Four score and seven years ago our fathers brought forth on this continent a new nation, conceived in liberty and dedicated to the proposition that all men are created equal. Now we are engaged in a great civil war, testing whether that nation or any nation so conceived and so dedicated can long endure. We are met on a great battlefield of that war. We have come to dedicate a portion of that field as a final resting-place for those who here gave their lives that that nation might live. It is altogether fitting and proper that we should do this. But in a larger sense, we cannot dedicate, we cannot consecrate, we cannot hallow this ground. The brave men, living and dead who struggled here have consecrated it far above our poor power to add or detract. The world will little note nor long remember what we say here, but it can never forget what they did here. It is for us the living rather to be dedicated here to the unfinished work which they who fought here have thus far so nobly advanced. It is rather for us to be here dedicated to the great task remaining before us--that from these honored dead we take increased devotion to that cause for which they gave the last full measure of devotion--that we here highly resolve that these dead shall not have died in vain, that this nation under God shall have a new birth of freedom, and that government of the people, by the people, for the people shall not perish from the earth.

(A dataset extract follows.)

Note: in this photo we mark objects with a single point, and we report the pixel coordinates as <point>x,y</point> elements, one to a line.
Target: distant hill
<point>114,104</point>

7.The Declaration of Independence by Thomas Jefferson


When in the Course of human events, it becomes necessary for one people to dissolve the political bands which have connected them with another, and to assume among the powers of the earth, the separate and equal station to which the Laws of Nature and of Nature's God entitle them, a decent respect to the opinions of mankind requires that they should declare the causes which impel them to the separation.









(a)

(b)

(c)

Figure 2: Here are three Hudson automobiles from 1949 (a), 1952 (b), and 1954 (c).




We hold these truths to be self-evident, that all men are created equal, that they are endowed by their Creator with certain unalienable Rights, that among these are Life, Liberty and the pursuit of Happiness. That to secure these rights, Governments are instituted among Men, deriving their just powers from the consent of the governed, --That whenever any Form of Government becomes destructive of these ends, it is the Right of the People to alter or to abolish it, and to institute new Government, laying its foundation on such principles and organizing its powers in such form, as to them shall seem most likely to effect their Safety and Happiness. Prudence, indeed, will dictate that Governments long established should not be changed for light and transient causes; and accordingly all experience hath shewn, that mankind are more disposed to suffer, while evils are sufferable, than to right themselves by abolishing the forms to which they are accustomed. But when a long train of abuses and usurpations, pursuing invariably the same Object evinces a design to reduce them under absolute Despotism, it is their right, it is their duty, to throw off such Government, and to provide new Guards for their future security.--Such has been the patient sufferance of these Colonies; and such is now the necessity which constrains them to alter their former Systems of Government. The history of the present King of Great Britain is a history of repeated injuries and usurpations, all having in direct object the establishment of an absolute Tyranny over these States.